Maybe it was shell shock over the interior of the Tretts’ house that had triggered it. Maybe it was the rum. Maybe it was just that the more determined I am to keep painful events at bay, the more likely I am to focus on the little things, minutiae, a casually dropped word or phrase that rings in my head and won’t stop. Whatever the case, tonight in the playground, I’d found a truth and a lie. Both at the same time.

Broussard had been right: nothing worked.

And I had been right: facades, no matter how well built, usually come down.

Angie rolled onto her back and let out a soft moan, kicked at the sheet tangled up by her feet. It must have been that effort—trying to kick with a leg encased in plaster—that woke her. She blinked and raised her head, looked down at the cast, then turned her head and saw me.

“Hey. What’re…” She sat up, smacked her lips, pushed hair out of her eyes. “What’re you doing?”

“Sitting here,” I said. “Thinking.”

“You drunk?”

I held up my coffee cup. “Not so’s you’d notice.”

“Then come to bed.” She extended her hand.

“Broussard lied to us.”

She pulled the hand away, used it to push herself farther up the headboard. “What?”

“Last year,” I said. “When Ray Likanski bolted the bar and disappeared.”

“What about it?”

“Broussard said he barely knew the man.
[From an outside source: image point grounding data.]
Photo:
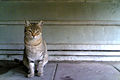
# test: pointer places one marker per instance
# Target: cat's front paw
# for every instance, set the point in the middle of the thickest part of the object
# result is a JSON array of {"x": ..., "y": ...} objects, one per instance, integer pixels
[
  {"x": 30, "y": 75},
  {"x": 39, "y": 74}
]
Said he was one of Poole’s occasional snitches.”

“Yeah. So?”

“Tonight, with half a pint of rum in him, he told me Ray was his own snitch.”
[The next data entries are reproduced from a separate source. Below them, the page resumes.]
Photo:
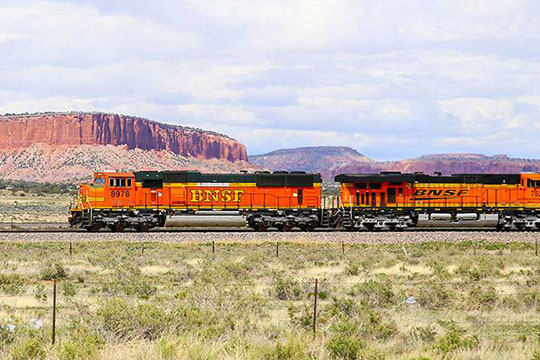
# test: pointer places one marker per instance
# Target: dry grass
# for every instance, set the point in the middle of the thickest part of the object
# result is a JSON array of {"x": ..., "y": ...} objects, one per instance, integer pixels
[{"x": 180, "y": 301}]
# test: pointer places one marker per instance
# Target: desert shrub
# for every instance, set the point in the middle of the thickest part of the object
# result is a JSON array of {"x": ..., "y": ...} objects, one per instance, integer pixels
[
  {"x": 54, "y": 271},
  {"x": 454, "y": 338},
  {"x": 482, "y": 298},
  {"x": 31, "y": 348},
  {"x": 352, "y": 268},
  {"x": 343, "y": 346},
  {"x": 292, "y": 349},
  {"x": 368, "y": 323},
  {"x": 82, "y": 347},
  {"x": 423, "y": 333},
  {"x": 433, "y": 296},
  {"x": 69, "y": 289},
  {"x": 286, "y": 288},
  {"x": 301, "y": 315},
  {"x": 129, "y": 281},
  {"x": 371, "y": 354},
  {"x": 6, "y": 335},
  {"x": 40, "y": 292},
  {"x": 127, "y": 321},
  {"x": 11, "y": 283},
  {"x": 374, "y": 293},
  {"x": 167, "y": 349}
]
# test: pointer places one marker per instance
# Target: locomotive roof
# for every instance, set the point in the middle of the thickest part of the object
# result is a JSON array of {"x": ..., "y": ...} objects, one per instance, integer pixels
[
  {"x": 281, "y": 178},
  {"x": 510, "y": 179}
]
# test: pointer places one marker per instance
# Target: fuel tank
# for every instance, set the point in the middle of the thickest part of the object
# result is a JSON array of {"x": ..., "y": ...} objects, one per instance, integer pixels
[
  {"x": 208, "y": 219},
  {"x": 459, "y": 220}
]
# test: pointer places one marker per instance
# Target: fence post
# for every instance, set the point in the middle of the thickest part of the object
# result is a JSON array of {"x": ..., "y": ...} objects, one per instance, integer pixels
[
  {"x": 316, "y": 295},
  {"x": 54, "y": 312}
]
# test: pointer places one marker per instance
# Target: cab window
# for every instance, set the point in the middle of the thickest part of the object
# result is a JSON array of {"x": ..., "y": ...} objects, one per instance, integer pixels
[
  {"x": 120, "y": 182},
  {"x": 98, "y": 182}
]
She reached over to the nightstand, turned on the light. “What?”

I nodded.

“So…so maybe he just made an oversight last year. Maybe we heard him wrong.”

I looked at her.

Eventually she held up a hand as she turned toward the nightstand for her cigarettes. “You’re right. We never hear things wrong.”

“Not at the same time.”

She lit a cigarette and pulled the sheet up her leg, scratched at her knee just above the cast. “Why would he lie?”

I shrugged. “I’ve been sitting here wondering the same thing.”
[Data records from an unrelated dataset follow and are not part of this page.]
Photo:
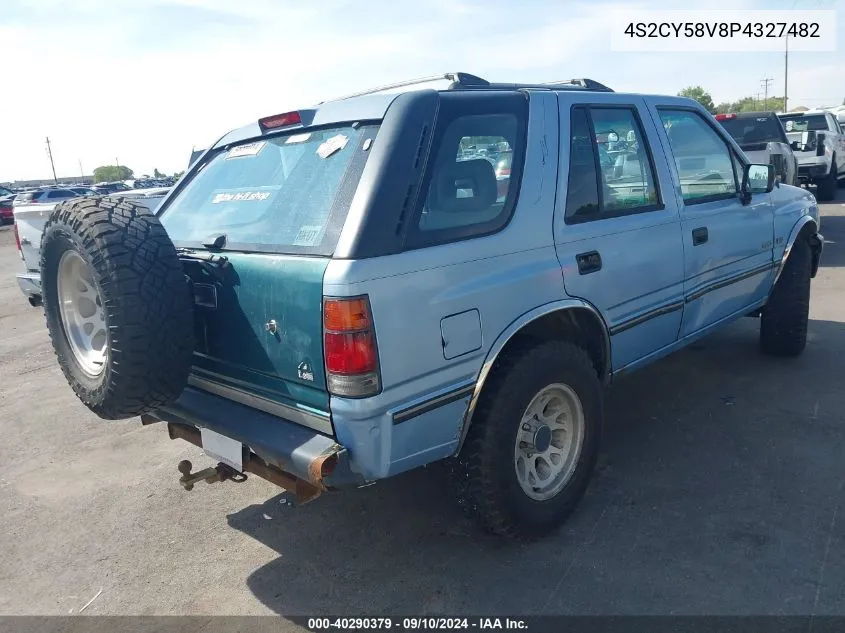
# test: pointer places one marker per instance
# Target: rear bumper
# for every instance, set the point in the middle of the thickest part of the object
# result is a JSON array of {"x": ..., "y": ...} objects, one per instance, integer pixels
[
  {"x": 289, "y": 447},
  {"x": 30, "y": 284}
]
“Maybe he had a reason to protect Ray’s identity as his snitch.”

I sipped some coffee. “Possibly, but it seems awful convenient, doesn’t it? Ray is potentially a key witness in the disappearance of Amanda McCready; Broussard lies about knowing him. Seems…”

“Shady.”

I nodded. “A bit. Another thing?”

“What?”

“Broussard’s retiring soon.”

“How soon?”

“Not sure. Sounded like very soon. He said he was closing in on his twenty, and as soon as he reached it he was turning in his shield.”

She took a drag off her cigarette, peered over the bright coal at me. “So he’s retiring. So what?”

“Last year, just before we climbed up to the quarry, you made a joke to him.”

She touched her chest. “I did.”

“Sí. You said something like ‘Maybe it’s time we retired.’”

Her eyes brightened. “I said, ‘Maybe it’s time we hung ’em up.’”

“And he said?”

She leaned forward, elbows on her knees, and thought about it. “He said…” She jabbed the air with her cigarette several times. “He said he couldn’t afford to retire. He said something about medical bills.”

“His wife’s, wasn’t it?”

She nodded. “She’d been in a car accident just before they were married. She wasn’t insured. He owed the hospital big.”

“So what happened to those medical bills? You think the hospital just said, ‘Ah, you’re a nice guy. Forget about it’?”

“Doubtful.”

“In the extreme. So a cop who was poor lies about knowing a key player in the McCready case, and six months later the cop’s got enough money to retire—not on the kind of money a cop gets after thirty years in, but somehow on the kind a cop gets after twenty.”